RECURRENCE AFTER KIDNEY TRANSPLANTATION

In approximately 40% of patients with primary focal segmental glomerulosclerosis with end-stage renal disease who undergo kidney transplantation, recurrent disease develops in the allograft. Risk factors for recurrence include younger age (especially in children 6 to 15 years of age), nonblack race, a rapid course to end-stage renal disease (<3 years) in the native kidney, heavy proteinuria in the period before transplantation, and the loss of previous allografts to recurrence.99 Early recurrent focal segmental glomerulosclerosis resembles minimal change disease with extensive foot-process effacement, but repeat biopsy samples show evolution to lesions associated with focal segmental glomerulosclerosis over time.

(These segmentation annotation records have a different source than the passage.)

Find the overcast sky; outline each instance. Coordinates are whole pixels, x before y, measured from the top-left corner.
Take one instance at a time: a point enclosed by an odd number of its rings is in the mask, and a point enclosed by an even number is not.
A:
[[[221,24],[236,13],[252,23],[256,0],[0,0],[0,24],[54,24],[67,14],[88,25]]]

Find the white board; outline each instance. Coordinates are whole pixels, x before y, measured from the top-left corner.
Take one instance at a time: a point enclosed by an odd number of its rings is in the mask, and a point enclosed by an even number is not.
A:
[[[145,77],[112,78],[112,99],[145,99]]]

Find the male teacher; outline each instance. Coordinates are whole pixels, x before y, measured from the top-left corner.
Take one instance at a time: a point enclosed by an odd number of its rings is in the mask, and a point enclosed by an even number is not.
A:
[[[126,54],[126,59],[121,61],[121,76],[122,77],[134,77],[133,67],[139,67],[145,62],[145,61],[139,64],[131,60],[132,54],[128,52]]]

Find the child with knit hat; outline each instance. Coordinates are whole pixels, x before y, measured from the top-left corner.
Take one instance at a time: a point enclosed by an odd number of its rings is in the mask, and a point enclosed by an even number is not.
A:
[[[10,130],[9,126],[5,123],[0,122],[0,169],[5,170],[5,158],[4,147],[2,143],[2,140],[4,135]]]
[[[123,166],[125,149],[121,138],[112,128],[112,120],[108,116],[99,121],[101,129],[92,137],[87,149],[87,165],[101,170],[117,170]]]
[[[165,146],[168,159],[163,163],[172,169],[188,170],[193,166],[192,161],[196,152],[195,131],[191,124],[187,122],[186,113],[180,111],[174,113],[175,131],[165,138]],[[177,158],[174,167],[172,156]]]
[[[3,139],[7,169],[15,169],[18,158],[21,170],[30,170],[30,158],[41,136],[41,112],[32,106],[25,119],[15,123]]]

In such cases, the histologic subtype is the same as that in the native kidney in approximately 80% of patients, supporting the persistence of a similar pathogenesis.100 Plasmapheresis to remove the putative permeability factor is most beneficial early in the course of recurrence and is reported to lead to remission after 8 to 12 treatments.99

CONCLUSIONS

Focal segmental glomerulosclerosis is a common pattern of glomerular disease comprising diverse clinical and pathologic syndromes. All forms of the disease share podocyte injury and depletion as central mediators of the pathology. Great progress has been made in unraveling the pathogenesis of genetic and secondary forms. Advances in identification of the permeability factors causing the common primary form hold promise for the design of more targeted therapies.